My latest endeavor has been an exhausting task to say the least. I plan to add a new phase to my business. The Dexter Room was the first step in creating a space to spray paint cabinet doors. Purchasing an HVLP 9.5 paint sprayer was the second and expensive part of this mission. The learning curve came next. I am a very experienced painter using a brush or a roller; I paint walls, cabinets, shutters and furniture.
I have spray painted small projects successfully, using cans, but I do not consider such painting a practical way to tackle kitchen cabinet doors. I needed to develop a new skill; and while I knew I needed new techniques that would develop with experience, and I even expected a slow learning curve, I did not expect to regress.
I have talked with my paint representative, paint technical support and spray machine representative, but none have given me a definitive answer for my problem. I have watched countless U-Tube videos on-line and read blog after blog hoping for more insight. I am not sure it is my skill level that is at fault or even the weather, which can affect the way paint lays on a surface. My next move is to talk-face-to-face with a professional (again) about the spray gun, which has been suggested to me as the culprit.
My personal story is to remind you that there are reasons to pay a professional to do tasks at which you are not proficient. We all have gifts or skills that are valuable, but it is wise to recognize when your life will be improved by hiring a professional as opposed to doing a project yourself.
I am grateful to my CPA every tax season; doing taxes is 180 degrees from my area of expertise. I know that hiring an interior designer is not in everyone’s budget, and many people feel that they can do as well. After all, it is not rocket science, right? However, it is a particular skill that not everyone possesses though it can be learned to some extent; but having a natural ability goes a long way, just like working with numbers.
It is an unfortunate time when you are faced with an electrical problem in your home, but you know well enough not to tackle it yourself unless you are proficient working with electricity; the results could be deadly.

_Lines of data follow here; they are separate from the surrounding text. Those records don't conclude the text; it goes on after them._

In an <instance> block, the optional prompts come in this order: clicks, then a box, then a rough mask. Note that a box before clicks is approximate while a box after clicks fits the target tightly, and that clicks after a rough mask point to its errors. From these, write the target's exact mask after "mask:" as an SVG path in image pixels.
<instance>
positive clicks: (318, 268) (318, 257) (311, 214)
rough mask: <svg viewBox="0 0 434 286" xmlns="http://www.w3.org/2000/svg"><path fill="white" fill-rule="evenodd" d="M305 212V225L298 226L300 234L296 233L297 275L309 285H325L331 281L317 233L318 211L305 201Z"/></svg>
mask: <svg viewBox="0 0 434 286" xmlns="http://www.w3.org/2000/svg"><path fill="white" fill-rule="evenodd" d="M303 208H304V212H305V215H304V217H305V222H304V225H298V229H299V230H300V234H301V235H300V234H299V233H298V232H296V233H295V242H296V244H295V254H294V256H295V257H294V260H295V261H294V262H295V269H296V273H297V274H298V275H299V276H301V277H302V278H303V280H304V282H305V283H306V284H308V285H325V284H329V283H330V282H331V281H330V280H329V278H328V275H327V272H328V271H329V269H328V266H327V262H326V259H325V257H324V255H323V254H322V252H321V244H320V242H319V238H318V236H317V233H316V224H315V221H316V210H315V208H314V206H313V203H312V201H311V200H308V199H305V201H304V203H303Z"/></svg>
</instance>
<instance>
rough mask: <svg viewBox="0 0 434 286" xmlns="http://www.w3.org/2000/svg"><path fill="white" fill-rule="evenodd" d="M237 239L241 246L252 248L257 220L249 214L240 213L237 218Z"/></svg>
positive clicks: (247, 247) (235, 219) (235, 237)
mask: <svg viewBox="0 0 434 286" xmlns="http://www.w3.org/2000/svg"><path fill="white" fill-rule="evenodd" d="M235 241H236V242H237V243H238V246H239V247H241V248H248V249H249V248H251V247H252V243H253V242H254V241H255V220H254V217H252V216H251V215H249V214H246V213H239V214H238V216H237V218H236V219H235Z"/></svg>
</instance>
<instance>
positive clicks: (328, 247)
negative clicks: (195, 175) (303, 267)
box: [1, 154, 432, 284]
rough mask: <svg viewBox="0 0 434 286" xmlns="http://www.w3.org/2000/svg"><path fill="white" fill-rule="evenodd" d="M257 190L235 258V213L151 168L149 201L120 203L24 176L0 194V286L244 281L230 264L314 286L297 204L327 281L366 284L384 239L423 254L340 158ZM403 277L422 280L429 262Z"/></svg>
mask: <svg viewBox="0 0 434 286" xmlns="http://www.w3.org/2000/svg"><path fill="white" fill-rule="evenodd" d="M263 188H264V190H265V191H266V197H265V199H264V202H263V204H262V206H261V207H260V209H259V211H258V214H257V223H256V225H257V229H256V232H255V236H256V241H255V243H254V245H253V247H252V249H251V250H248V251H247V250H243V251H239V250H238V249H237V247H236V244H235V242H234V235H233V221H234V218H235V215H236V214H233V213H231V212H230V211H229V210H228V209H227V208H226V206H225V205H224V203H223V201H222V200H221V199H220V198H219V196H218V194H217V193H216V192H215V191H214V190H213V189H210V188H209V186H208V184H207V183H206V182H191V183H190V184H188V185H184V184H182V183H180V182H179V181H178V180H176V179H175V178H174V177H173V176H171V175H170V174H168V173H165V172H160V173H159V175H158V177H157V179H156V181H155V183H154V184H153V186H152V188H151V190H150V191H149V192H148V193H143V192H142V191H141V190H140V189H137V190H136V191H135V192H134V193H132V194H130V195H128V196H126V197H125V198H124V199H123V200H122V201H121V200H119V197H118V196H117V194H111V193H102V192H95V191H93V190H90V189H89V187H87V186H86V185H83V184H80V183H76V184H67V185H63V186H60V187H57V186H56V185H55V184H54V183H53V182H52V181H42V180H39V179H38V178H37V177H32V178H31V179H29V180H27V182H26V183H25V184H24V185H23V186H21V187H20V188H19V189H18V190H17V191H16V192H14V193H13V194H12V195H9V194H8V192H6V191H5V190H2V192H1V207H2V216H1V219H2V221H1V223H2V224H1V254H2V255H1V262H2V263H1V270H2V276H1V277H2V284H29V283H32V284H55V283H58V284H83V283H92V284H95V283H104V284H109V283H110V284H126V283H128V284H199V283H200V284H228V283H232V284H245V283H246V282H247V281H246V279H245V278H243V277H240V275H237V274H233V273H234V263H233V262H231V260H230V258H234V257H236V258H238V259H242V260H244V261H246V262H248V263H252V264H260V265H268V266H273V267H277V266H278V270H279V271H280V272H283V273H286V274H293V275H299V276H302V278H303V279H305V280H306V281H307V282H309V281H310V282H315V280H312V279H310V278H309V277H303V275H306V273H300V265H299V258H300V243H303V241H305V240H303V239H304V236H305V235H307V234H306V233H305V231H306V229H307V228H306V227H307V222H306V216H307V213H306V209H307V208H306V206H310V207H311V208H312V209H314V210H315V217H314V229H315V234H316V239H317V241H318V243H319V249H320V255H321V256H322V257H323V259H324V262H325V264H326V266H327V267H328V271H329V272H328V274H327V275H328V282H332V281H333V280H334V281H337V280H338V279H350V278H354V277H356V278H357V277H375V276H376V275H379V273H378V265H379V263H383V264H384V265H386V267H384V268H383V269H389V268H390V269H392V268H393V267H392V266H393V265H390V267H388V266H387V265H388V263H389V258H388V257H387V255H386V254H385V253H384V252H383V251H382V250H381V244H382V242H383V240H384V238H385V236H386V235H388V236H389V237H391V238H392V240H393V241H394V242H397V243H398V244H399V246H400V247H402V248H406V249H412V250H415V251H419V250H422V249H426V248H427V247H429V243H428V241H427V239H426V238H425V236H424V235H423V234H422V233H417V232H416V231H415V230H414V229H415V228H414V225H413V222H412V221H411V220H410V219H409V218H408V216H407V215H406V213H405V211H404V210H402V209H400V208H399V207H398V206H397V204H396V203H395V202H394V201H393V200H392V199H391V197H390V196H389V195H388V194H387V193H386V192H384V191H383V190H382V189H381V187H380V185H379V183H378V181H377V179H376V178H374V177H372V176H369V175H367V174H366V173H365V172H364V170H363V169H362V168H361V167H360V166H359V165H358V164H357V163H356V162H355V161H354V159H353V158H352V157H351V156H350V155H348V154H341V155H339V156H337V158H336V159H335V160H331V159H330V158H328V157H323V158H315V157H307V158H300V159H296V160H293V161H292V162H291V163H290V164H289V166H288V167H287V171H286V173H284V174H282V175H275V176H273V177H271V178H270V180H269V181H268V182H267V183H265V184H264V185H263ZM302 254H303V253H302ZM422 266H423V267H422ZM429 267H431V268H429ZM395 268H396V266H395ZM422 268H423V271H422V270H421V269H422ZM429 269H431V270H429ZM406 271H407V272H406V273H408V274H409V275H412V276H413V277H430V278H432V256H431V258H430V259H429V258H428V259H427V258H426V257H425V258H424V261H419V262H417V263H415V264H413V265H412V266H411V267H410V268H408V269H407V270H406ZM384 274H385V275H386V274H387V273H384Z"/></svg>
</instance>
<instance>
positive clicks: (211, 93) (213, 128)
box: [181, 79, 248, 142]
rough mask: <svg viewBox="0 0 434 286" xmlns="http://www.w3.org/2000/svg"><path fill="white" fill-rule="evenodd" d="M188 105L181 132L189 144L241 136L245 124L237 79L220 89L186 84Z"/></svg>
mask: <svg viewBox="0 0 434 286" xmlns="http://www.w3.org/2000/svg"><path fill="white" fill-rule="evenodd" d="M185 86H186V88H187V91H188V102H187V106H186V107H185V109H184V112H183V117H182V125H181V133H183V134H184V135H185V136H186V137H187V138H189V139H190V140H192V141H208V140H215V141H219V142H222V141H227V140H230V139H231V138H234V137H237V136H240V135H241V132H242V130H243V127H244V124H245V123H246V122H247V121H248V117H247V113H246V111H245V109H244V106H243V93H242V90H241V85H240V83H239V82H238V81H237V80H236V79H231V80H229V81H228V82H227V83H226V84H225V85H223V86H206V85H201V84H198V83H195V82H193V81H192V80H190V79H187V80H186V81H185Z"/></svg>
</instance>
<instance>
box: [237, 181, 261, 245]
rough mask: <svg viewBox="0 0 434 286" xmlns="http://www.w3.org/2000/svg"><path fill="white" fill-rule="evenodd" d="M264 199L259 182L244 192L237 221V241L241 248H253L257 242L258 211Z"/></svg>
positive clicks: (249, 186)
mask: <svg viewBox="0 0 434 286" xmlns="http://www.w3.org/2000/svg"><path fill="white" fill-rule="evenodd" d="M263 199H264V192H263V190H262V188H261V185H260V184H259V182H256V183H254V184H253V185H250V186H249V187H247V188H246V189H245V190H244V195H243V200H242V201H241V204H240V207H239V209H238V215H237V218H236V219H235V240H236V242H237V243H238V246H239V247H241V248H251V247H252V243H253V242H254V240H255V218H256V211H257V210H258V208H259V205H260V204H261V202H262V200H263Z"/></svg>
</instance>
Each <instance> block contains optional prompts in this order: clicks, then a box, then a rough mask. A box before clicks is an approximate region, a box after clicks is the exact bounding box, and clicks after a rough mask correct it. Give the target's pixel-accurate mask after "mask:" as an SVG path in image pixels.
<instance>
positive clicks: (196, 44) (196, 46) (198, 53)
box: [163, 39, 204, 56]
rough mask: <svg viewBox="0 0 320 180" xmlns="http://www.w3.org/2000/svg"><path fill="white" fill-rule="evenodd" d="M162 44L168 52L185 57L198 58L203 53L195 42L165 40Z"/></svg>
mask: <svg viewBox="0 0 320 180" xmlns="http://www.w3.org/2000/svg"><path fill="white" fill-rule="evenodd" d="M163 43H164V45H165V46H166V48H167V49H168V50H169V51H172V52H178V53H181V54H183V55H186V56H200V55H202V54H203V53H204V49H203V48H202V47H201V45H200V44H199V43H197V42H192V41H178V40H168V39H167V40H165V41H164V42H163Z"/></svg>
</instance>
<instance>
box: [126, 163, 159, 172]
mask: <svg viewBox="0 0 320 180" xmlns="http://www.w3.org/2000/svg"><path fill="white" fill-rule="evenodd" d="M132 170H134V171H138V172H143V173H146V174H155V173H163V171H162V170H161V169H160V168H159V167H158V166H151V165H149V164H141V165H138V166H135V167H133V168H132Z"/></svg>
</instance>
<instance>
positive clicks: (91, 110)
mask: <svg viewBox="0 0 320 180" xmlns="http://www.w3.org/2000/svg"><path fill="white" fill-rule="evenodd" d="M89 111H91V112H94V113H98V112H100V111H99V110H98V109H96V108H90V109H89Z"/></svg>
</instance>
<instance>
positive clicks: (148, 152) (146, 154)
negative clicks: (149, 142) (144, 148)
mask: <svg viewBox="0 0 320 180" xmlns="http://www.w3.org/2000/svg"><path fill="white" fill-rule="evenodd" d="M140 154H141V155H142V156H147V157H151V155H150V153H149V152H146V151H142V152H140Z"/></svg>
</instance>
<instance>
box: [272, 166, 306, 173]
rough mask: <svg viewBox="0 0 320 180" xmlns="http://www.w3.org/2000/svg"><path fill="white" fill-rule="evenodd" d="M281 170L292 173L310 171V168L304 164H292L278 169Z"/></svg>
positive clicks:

Fortunately, that danger is not the case with decorating and design, but a bad job is sometimes much more costly in the end. People who hire an interior designer usually have reached a point in their lives when they recognize that their home is not the comfortable retreat they have been trying to achieve on their own. Many people can decorate a room using catalog pictures and recreating spaces that appear in magazines; and there is nothing wrong with doing so. However, this type of decorating does not reflect a homeowner’s personality, which is what a designer can achieve to make family members comfortable in their home.
A good designer can create a comfortable living space, using your actual room to bring scale, color and balance into play for a pleasing room. Just like learning about electricity, there is a plan to design; and there are reasons for the choices a designer makes. We need electricity in our homes, but we do not get too excited about wires in the walls or paying for it. We prefer to get to the end product, the visual; so it is with design.
The next time you hire a professional, be it an electrician, a tax attorney or a designer, please remember that there are good reasons for their recommendations, and the reasons all have to do with the end product. Sometimes the beauty is in not what you can see, as in the internal wiring that gives your family the heating and lighting needed for comfortable living; a good designer can bring visual comfort to a room with careful and sometimes clever choices. Hiring an interior designer even for an hour or two consultation, can save you and your budget in the long run from making costly mistakes.